The Federal Communications Commission (“FCC”) announced its tentative agenda for its November 15 meeting, which includes the proposed Order to protect consumers from two increasingly common cybercriminal techniques: SIM swapping and number porting.
SIM Swapping & Number Porting
We first discussed these issues in our August 9 blog. SIM swapping is a technique where cybercriminals steal consumer phone numbers and swap the numbers into criminal-controlled devices. This technique allows criminals to pose as unsuspecting consumers and bypass SMS-based multi-factor authentication (“MFA”) tools (for example, the text message sent by a bank to validate your login attempt). Criminals convince consumer wireless providers to transfer mobile service from the consumer’s device to the criminal’s device. The proposed rules also address a similar technique known as port-out fraud – this technique is effectuated when criminals pose as a consumer to open wireless carrier accounts with a different provider, transferring the victim’s phone number to the new account controlled by the scammer. This technique can also allow criminals to bypass text-based MFA.
Scale of the Issue
The FCC has reported increasing use of SIM swapping and port-out techniques by cybercriminals. Between the FCC and Federal Trade Commission (“FTC”), consumer complaints have risen each year – the FCC received 300 complaints in 2020, 400 in 2021, and 500 in 2022. The FTC has also received consumer complaints about inconsistent or difficult processes to pursue claims with their wireless provider.
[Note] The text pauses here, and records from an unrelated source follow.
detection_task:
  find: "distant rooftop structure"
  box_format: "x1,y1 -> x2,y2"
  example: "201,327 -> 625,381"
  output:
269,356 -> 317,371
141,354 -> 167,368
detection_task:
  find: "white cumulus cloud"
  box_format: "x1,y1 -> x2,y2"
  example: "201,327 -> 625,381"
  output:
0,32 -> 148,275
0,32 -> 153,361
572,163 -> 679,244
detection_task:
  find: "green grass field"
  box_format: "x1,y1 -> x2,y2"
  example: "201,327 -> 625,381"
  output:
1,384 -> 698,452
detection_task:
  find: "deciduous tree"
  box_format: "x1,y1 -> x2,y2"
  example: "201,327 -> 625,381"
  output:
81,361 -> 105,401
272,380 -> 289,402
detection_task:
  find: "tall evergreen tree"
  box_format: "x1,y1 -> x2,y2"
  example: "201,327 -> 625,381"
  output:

Strengthening the Commission’s Privacy Rules
In its proposed rules, the FCC lays out specific measures to protect customers from SIM swapping activities. If adopted, these rules would broadly require wireless providers to:
- Confirm customer identity prior to changing SIM;
- Immediately notify customers of attempted authentication requests;
- Immediately notify customers of SIM change requests;
- Offer options to freeze or lock accounts to stop SIM changes;
- Record and track SIM change requests and authentication measures, and to retain records for at least three years; and
- Establish safeguards and processes to prevent employees from accessing CPNI until a customer has been authenticated.
Strengthening the Commission’s Number Porting Rules
The FCC also lays out specific measures to protect customers from port-out fraud. If adopted, these rules would broadly require wireless providers to:
- Confirm customer identity prior to changing a SIM;
- Immediately notify customers of port-out requests; and
- Offer options to freeze or lock accounts to stop port-outs.
Notably, the FCC declined to codify port validation fields or require providers to implement customer-initiated passcode fields.
Presuming the FCC adopts these new rules, the FCC will have taken a significant step towards closing a persistent tool used by cyber criminals to sidestep MFA. While mobile carriers should be able to substantially reduce this threat, companies that rely on text-based MFA need to remain aware of the risks of SIM-swapping and port-out fraud. Earlier this year, the FTC suggested that companies should consider using the “strongest forms” of MFA available (such as physical security keys), for particularly secure systems. While the FTC’s guidance did not suggest that text-based MFA should always be avoided, it seems to believe that it is less secure and thus, companies should carefully evaluate their use of text-based MFA as a secure and reliable authentication tool.
Update (11/15/2023): Today, the FCC voted unanimously to adopt new rules to protect against SIM swapping and port-out fraud. We’ll post a link to the as-adopted rules when they become available.